Case ID: ind_144/html/0379-01.html
Source: Caselaw Access Project
Author: {"author": "Hackney, C. J.", "license": "Public Domain", "url": "https://static.case.law/"}
Date Created: 2024-08-24T03:29:51.129683

No. 17,595.
    Morrison et al. v. Morrison.
    Bill of Exceptions.—When Not a Part of Record.—Piling.—Certificate.—Material included in a manuscript, although bearing the form of a bill of exceptions, cannot be considered on appeal, where it was not filed in the clerk’s office, and is not certified to be a copy of the original bill.
    Appellate Procedure.— Agreed Case.— Bill of Exceptions.—A purported agreement between the parties as to the facts contained in the transcript, standing immediately after the entry of the decree, without a preceding caption, or other indication showing an intention that it should be embodied in a bill of exceptions, followed by a certificate that the foregoing is a full, true, and complete transcript of all papers and entries in the cause as the same appear of record, cannot be considered on appeal, as it is not a bill of exceptions or an agreed case, as authorized by section 562, R. S. 1894.
    From the Koscuisko Circuit Court.
    
      J. D. Widaman, for appellants.
    
      W. D. Frazer, for appellee.
   Hackney, C. J.

The record in this case recites certain issues between the parties; that the cause was “submitted to the court for hearing and trial on the complaint, cross-complaint, pleadings and proofs of the parties;” the finding of the court in favor of the appellee, and, over the motion of the appellants for a new trial, decree was rendered in favor of the appellee, quieting the title in him to a certain island in Wawasee Lake. As a part of the decree the appellants were given time to file a bill of exceptions, but it is not shown by any file mark, order book entry, certificate of the clerk, or in any other manner that such bill was ever filed. Following the entry of the decree, as copied into the record, the transcript contains the original, or a copy, of what purports to be an agreement between the parties as to the facts, with certain copies of tax title deeds and receipts. Next following is a certificate by the clerk that “the foregoing is a full, true and complete transcript of all the papers and entries in said cause as the same appear of record,” etc. Immediately -following the certificate is the assignment of error that “the court below erred in overruling plaintiff’s motion for a new trial in said cause.” Then follows a certificate, or copy of certificate, as to a bill of exceptions, reciting that “the above and foregoing contains all of the evidence so introduced and filed as aforesaid,” with objections, exceptions, etc., and concludes as follows: “And on the 3d day of September, 1894, the defendants tendered their bill of exceptions and prayed that the same might be signed, sealed and made a part of the record in this cause, which is accordingly done, this 3d day of September, 1894. Edgar Haymond, Judge.”

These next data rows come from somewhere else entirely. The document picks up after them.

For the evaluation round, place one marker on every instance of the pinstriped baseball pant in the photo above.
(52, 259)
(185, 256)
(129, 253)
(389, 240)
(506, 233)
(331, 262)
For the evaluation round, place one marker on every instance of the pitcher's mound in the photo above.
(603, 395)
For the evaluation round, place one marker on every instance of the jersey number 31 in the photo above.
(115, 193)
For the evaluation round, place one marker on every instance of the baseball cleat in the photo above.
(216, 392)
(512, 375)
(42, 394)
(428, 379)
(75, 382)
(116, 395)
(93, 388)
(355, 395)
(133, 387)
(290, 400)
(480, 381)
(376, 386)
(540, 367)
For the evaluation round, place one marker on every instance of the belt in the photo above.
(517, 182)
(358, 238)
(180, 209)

This certificate, whether the original or a copy, is manifestly not within the transcript as certified by the clerk. If it ever had any connection with the agreed statement of facts, there is nothing in the record so indicating. If the agreed statement of facts was ever- embodied in a bill of exceptions, such agreement, or the copy thereof in the transcript, is not preceded by a caption or other indication to that effect or showing that it was so intended.

Filed March 27, 1896.

This is not an agreed case as authorized by section 562, R. S. 1894 (section 553, R. S. 1881); Witz, Admr., v. Dale, 129 Ind. 120; Citizens Ins. Co. v. Harris, 108 Ind. 392; Robertson v. Huffman, 101 Ind. 474; Pennsylvania Co. v. Niblack, 99 Ind. 149.

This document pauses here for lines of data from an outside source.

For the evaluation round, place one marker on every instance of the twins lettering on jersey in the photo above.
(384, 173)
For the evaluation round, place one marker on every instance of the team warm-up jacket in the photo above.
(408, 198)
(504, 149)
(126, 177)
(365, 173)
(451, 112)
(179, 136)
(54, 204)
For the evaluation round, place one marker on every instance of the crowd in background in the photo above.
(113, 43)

Upon the theory that the agreement as to the facts was to be substituted for the evidence in the case, and to be employed, instead of introducing in the regular way the oral and documentary evidence, a bill of exceptions would be necessary to present any question arising upon the evidence. See cases above cited. If this were not the theory of the proceeding employed, the motion for a new trial and the taking of time for the bill would not have been necessary. We cannot accept the record as purporting to contain a bill of exceptions, but if the material included in the transcript could be deemed to bear the form of a bill of exceptions, its filing in the clerk’s office, or at least the certificate of the clerk that it was a copy or the original bill,could not be dispensed with. Jamison v. State, ex rel., 13 Ind. App. 294.

The questions suggested by the motion for a new trial depend upon the evidence, and since the evidence is not in the record no available error is presented. The judgment of the circuit court is, therefore, affirmed.